The use of compare procedures is not new; defining control structures (if3, select-compare etc.) for dealing with them efficiently, however, seems to be new (at least we have not seen it before).

Total ordering in R5RS is represented by typed order predicates, such as <=, char<=? etc. Although a “less or equal”-predicate is sufficient to define a total order, R5RS defines a complete set of compare predicates (that is = , <, >, <, and <) for the sake of convenience and readability. There are 25 procedures related to total orders in R5RS.

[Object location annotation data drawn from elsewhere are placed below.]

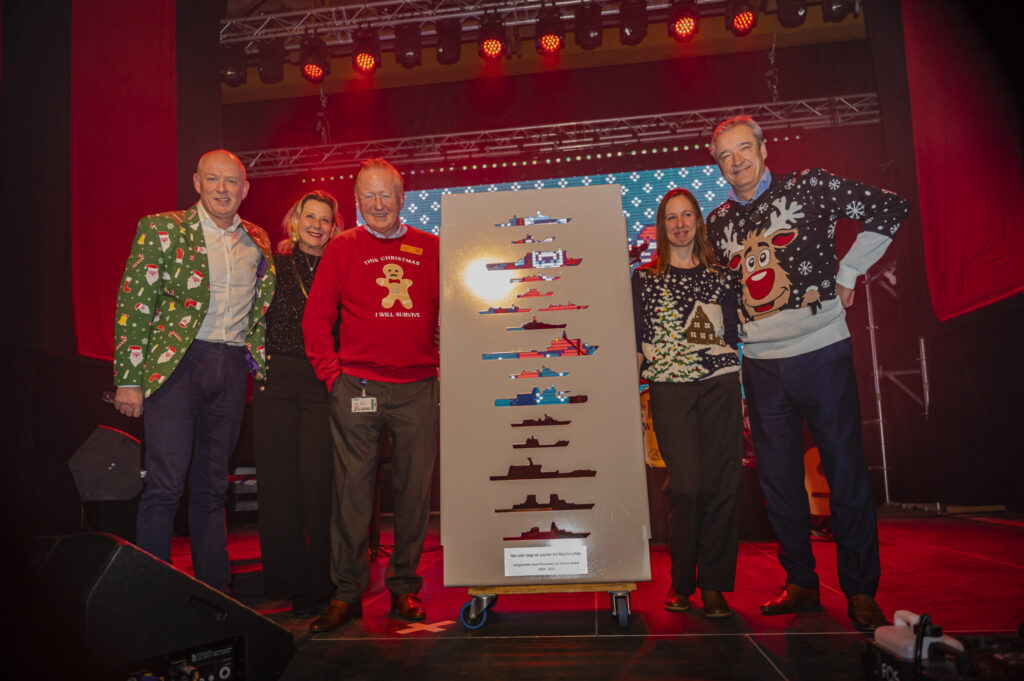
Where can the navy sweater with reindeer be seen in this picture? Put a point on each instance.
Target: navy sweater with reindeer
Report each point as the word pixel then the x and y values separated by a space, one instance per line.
pixel 782 247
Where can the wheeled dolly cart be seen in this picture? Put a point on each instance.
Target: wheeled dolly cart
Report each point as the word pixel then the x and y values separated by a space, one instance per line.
pixel 474 612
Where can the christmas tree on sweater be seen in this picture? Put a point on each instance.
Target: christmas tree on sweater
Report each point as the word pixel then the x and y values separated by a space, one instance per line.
pixel 674 360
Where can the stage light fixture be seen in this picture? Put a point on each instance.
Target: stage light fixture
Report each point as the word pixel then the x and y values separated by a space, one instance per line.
pixel 232 65
pixel 493 40
pixel 313 59
pixel 550 32
pixel 449 41
pixel 588 29
pixel 683 22
pixel 271 61
pixel 836 10
pixel 792 13
pixel 366 51
pixel 740 16
pixel 632 22
pixel 408 45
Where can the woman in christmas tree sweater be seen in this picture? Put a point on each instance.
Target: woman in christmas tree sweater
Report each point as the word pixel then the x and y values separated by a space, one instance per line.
pixel 685 316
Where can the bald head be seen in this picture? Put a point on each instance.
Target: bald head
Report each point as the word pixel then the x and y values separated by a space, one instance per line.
pixel 220 181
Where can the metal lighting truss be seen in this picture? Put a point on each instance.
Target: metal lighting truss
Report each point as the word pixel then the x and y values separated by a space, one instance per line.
pixel 541 140
pixel 337 26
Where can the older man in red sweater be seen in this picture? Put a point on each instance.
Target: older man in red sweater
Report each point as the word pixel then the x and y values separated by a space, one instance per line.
pixel 382 280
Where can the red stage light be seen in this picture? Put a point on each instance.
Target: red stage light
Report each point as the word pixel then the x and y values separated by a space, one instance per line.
pixel 312 73
pixel 550 44
pixel 492 48
pixel 366 62
pixel 684 28
pixel 742 22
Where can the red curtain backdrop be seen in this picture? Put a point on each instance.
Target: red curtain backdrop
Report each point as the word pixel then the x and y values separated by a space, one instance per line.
pixel 968 151
pixel 123 147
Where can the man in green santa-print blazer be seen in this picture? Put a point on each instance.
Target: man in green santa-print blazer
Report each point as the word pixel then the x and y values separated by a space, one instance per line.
pixel 190 324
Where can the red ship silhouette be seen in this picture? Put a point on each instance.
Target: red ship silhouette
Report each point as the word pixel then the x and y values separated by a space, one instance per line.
pixel 532 471
pixel 554 533
pixel 553 504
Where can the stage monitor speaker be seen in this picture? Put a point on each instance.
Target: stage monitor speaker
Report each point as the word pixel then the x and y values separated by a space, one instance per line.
pixel 120 613
pixel 108 466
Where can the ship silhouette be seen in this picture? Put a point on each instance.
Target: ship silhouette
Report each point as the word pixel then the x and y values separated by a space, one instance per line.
pixel 561 306
pixel 504 310
pixel 528 239
pixel 556 258
pixel 553 504
pixel 532 442
pixel 544 372
pixel 534 278
pixel 537 396
pixel 534 325
pixel 540 218
pixel 546 421
pixel 554 533
pixel 560 347
pixel 532 471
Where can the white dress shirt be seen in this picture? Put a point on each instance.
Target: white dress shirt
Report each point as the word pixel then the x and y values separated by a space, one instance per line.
pixel 233 259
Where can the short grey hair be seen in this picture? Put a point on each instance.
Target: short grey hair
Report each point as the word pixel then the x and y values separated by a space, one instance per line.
pixel 729 124
pixel 381 164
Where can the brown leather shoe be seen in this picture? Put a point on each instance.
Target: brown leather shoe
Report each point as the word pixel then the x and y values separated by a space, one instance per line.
pixel 676 602
pixel 793 598
pixel 864 612
pixel 337 613
pixel 408 605
pixel 715 605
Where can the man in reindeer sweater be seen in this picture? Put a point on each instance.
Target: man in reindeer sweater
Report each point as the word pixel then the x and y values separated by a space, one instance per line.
pixel 777 233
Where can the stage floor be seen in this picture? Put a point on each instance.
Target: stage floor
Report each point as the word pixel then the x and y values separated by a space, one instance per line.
pixel 967 571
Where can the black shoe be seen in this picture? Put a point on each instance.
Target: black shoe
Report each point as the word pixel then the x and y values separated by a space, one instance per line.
pixel 337 613
pixel 793 598
pixel 408 606
pixel 675 602
pixel 864 612
pixel 715 604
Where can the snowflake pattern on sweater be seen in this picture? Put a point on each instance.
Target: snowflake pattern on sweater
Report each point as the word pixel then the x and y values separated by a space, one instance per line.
pixel 781 244
pixel 685 324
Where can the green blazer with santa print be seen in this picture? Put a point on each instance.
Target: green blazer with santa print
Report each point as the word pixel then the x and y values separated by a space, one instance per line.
pixel 165 294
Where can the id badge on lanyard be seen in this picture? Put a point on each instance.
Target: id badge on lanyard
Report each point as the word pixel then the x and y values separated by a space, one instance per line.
pixel 363 403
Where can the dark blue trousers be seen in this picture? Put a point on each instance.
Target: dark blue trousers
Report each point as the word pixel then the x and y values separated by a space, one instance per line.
pixel 192 427
pixel 818 387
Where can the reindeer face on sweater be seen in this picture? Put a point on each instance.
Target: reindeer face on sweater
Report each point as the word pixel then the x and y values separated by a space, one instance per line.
pixel 766 284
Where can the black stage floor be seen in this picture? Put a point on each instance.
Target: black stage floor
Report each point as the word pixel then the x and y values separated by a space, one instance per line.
pixel 967 571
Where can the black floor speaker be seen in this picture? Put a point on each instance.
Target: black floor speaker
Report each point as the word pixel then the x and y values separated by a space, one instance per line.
pixel 117 612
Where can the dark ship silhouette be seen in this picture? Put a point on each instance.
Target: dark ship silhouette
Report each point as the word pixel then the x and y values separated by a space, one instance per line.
pixel 504 310
pixel 532 471
pixel 532 442
pixel 546 421
pixel 559 347
pixel 554 533
pixel 554 504
pixel 534 325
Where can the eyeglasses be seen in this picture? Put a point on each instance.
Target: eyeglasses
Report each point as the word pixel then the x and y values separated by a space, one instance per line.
pixel 371 198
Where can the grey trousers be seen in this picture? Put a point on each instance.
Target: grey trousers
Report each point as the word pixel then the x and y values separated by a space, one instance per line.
pixel 410 412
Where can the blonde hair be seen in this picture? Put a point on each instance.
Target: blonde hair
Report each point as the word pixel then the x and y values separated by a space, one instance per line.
pixel 291 222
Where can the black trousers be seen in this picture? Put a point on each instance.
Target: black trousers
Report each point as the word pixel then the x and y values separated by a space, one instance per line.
pixel 294 467
pixel 699 434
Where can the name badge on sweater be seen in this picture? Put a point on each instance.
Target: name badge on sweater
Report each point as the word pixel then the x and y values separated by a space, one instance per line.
pixel 364 405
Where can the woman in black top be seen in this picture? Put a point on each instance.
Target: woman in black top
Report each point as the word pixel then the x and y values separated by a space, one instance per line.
pixel 292 428
pixel 684 308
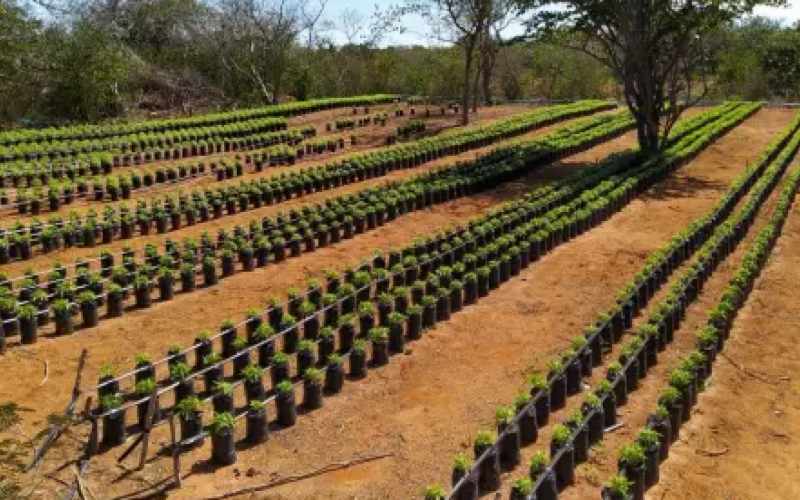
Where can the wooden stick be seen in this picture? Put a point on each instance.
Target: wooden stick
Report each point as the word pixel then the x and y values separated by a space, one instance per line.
pixel 56 429
pixel 149 423
pixel 293 479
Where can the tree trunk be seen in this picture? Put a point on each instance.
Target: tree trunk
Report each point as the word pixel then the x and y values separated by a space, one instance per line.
pixel 475 87
pixel 469 48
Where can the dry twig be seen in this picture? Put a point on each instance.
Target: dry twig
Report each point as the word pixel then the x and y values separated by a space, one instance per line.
pixel 300 477
pixel 747 372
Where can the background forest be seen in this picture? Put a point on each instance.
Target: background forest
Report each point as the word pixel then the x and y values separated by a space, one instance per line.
pixel 94 59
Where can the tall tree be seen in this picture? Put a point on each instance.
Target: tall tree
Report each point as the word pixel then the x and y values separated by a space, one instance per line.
pixel 466 21
pixel 656 48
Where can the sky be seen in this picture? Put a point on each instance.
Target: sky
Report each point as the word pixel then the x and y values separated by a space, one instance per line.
pixel 418 33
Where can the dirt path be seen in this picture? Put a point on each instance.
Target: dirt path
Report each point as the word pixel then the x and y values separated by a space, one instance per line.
pixel 752 424
pixel 426 407
pixel 45 262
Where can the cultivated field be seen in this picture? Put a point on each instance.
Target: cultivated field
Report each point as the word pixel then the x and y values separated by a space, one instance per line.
pixel 362 299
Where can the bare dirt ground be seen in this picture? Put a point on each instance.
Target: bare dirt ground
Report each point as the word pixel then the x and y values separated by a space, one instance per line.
pixel 742 441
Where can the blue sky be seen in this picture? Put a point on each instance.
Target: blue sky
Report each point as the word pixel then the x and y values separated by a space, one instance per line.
pixel 418 32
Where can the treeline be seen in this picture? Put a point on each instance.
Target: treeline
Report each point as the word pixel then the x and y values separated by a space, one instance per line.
pixel 96 59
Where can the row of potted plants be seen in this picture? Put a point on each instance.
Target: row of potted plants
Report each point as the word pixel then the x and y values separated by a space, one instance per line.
pixel 496 273
pixel 641 353
pixel 639 461
pixel 232 199
pixel 84 132
pixel 143 142
pixel 270 240
pixel 564 379
pixel 429 308
pixel 124 275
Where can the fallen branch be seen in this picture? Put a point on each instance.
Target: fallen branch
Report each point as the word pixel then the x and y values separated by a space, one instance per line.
pixel 747 372
pixel 712 453
pixel 56 429
pixel 300 477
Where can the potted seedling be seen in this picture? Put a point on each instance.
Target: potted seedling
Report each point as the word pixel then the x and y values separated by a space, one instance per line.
pixel 107 382
pixel 347 333
pixel 379 337
pixel 435 492
pixel 291 333
pixel 540 391
pixel 521 488
pixel 558 384
pixel 305 355
pixel 241 359
pixel 223 449
pixel 683 381
pixel 593 409
pixel 632 466
pixel 670 399
pixel 263 336
pixel 62 313
pixel 285 402
pixel 279 371
pixel 618 488
pixel 396 335
pixel 415 313
pixel 191 419
pixel 563 452
pixel 253 383
pixel 489 474
pixel 461 467
pixel 509 441
pixel 28 324
pixel 179 373
pixel 617 379
pixel 312 388
pixel 650 441
pixel 145 389
pixel 580 436
pixel 113 420
pixel 213 370
pixel 659 421
pixel 257 422
pixel 222 398
pixel 358 359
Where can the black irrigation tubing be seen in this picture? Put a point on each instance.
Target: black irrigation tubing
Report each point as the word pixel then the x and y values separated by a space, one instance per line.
pixel 543 118
pixel 583 228
pixel 594 340
pixel 188 123
pixel 724 239
pixel 733 299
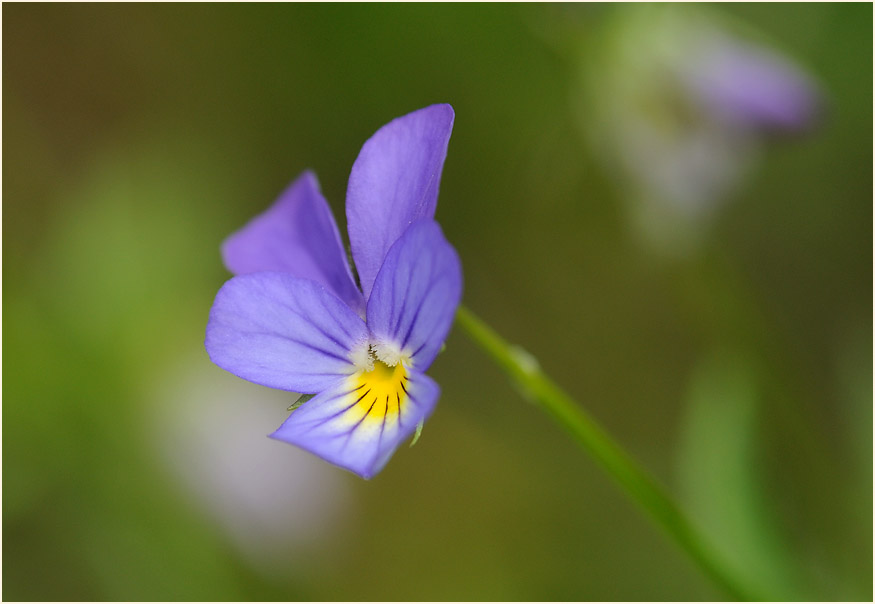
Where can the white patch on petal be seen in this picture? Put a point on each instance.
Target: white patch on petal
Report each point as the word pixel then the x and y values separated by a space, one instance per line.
pixel 390 353
pixel 360 356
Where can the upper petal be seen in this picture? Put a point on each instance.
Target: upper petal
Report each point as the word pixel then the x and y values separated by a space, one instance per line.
pixel 754 85
pixel 356 424
pixel 296 235
pixel 415 296
pixel 393 183
pixel 283 332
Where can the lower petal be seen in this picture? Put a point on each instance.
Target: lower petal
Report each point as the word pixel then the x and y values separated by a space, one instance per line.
pixel 359 422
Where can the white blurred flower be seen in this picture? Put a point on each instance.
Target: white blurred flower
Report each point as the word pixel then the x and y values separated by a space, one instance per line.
pixel 272 501
pixel 678 106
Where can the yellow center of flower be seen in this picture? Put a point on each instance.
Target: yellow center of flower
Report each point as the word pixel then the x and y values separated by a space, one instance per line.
pixel 381 393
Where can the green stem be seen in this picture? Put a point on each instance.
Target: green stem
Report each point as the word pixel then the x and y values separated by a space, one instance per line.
pixel 633 478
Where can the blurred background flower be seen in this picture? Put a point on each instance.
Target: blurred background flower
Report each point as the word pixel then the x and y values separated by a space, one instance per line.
pixel 137 137
pixel 678 102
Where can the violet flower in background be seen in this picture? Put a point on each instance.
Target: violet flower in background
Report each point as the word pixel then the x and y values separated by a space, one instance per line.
pixel 678 105
pixel 294 319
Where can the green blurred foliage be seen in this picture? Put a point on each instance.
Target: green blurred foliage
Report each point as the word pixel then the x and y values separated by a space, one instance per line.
pixel 136 137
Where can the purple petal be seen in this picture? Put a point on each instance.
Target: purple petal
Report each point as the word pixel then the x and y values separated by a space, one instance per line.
pixel 393 183
pixel 351 427
pixel 415 296
pixel 296 235
pixel 283 332
pixel 754 86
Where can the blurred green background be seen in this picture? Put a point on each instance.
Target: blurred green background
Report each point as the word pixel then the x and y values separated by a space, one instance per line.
pixel 136 137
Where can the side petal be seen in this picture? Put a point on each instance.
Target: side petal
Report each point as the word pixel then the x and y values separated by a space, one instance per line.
pixel 393 183
pixel 415 296
pixel 283 332
pixel 354 428
pixel 296 235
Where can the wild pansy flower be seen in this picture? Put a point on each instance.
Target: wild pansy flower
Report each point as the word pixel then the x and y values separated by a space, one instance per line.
pixel 679 101
pixel 293 317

The traditional approach in Scheme to equivalence (“Are two values treated as equal?”) is the fixed set of predicates eq?, eqv?, and equal?. Historically, this approach was motivated by the desire to compare only pointers and avoid structural recursion. This SRFI provides the generalization to arbitrary equivalence relations, provided the equivalence classes are totally ordered.

The Ruby programming language [4] provides a method <=> which is a compare procedure in the sense of this SRFI. By (re-)defining this method a total order can be defined for the instances of a class, when compared against other objects. All 2-way comparisons are based on <=>, but in Ruby essentially every method can be overloaded.

In the Haskell 98 programming language [6] order predicates and compare functions coexist. The type Ordering [6, Sect 6.1.8] is an enumeration of the three symbolic constants LT, EQ, GT. The type class Ord [6, Sect 6.3.2] asserts the presence of a total order for a type, provided the type class Eq [6, Sect 6.3.1] also asserts the presence of an equivalence. Since the default definition of the method compare is in terms of the methods == and <=, and vice versa, it can be chosen easily how to provide the total order without affecting its pattern of use.

The C function strcmp() [7] of the string.h–library acts as a compare procedure in the sense of this SRFI, although it is specified to return an integer of which only the sign matters. Python [5] has a built in function cmp which is a compare procedure in the sense of this SRFI.

In SRFI-32 (Sort libraries) [13] the total orders used for sorting are represented by a “less than” procedure. The discussion archive [13] contains a short discussion thread on the use of 3-value comparisons under the aspect whether they can be used to improve the sorting algorithm itself.

In the Galore.plt library of data structures for PLT Scheme, total orders are represented by the signature definition (define-signature order^ (elm= elm< elm<=)).